The Amiga and Atari ST versions include an alternate, intentionally offensive version of the opening cutscene. It is not in the game proper, but can only be accessed by editing game data with a hex editor.

==Reception==
In Japan, Game Machine listed Dynamite Düx as the third most successful table arcade unit of February 1989.

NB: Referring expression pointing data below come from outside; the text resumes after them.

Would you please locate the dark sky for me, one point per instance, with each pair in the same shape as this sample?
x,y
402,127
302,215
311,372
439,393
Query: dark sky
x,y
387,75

The arcade game received positive reviews from critics. Upon release, Clare Edgeley gave it a positive review in Computer and Video Games magazine. She called it "the most amusing game I've seen in a long while" with praise for the "delightful" graphics, "fantastic scenario" and the "variety of baddies" providing "an endless source of inspiration for anyone wanting to get into cartoon graphics." She found it refreshingly different from the violent action games popular in arcades at the time, and concluded it "might not be macho, but it's a laugh." Sinclair User reviewed the arcade game and gave it a rating of 9 out of 10, describing it as an entertaining pseudo-3D scroller with "a surreal sense of the ridiculous." Sinclair User later gave it the 1988 award for "Most Original Game of the Year", calling it "a cutsie [sic], surreal job that'll be tickling your ribs well into '89."

The Master System port received a positive review from Julian Rignall in Computer and Video Games. He gave it an overall score of 90%, with sub-ratings of 90% for graphics, 78% for sound, 86% for value, and 91% for playability. He said he "loved Dynamite Dux in the arcades, and this Sega version is the spitting image, combining superb, colourful graphics and highly addictive gameplay to give one of the best Sega games around." However, he criticized it for lacking the two-player co-op mode of the arcade original.

In a retrospective overview of the arcade game, Kurt Kalata of Hardcore Gaming 101 noted that, in contrast to the "dark and gritty rampages of violence" in other beat 'em ups (such as Double Dragon, Final Fight, Golden Axe and Streets of Rage), Dynamite Dux instead had a more light-hearted, "sillier" direction, stating "Dynamite Dux is to Double Dragon as TwinBee is to Xevious." He called it "an impossibly colorful and silly game" and said "it's an attractive game with catchy music and a generally goofy atmosphere, so it's worth a play through."

==Legacy==

The character Bean the Dynamite introduced in Sonic the Fighters (1996), a Sonic the Hedgehog fighting game by Sega AM2, is based on the characters Bin and Pin from Dynamite Düx. Bean also appears in AM2's Sega Saturn fighting game Fighters Megamix, and as a minor character in the Sonic comic series published by Archie Comics and the succeeding series by IDW.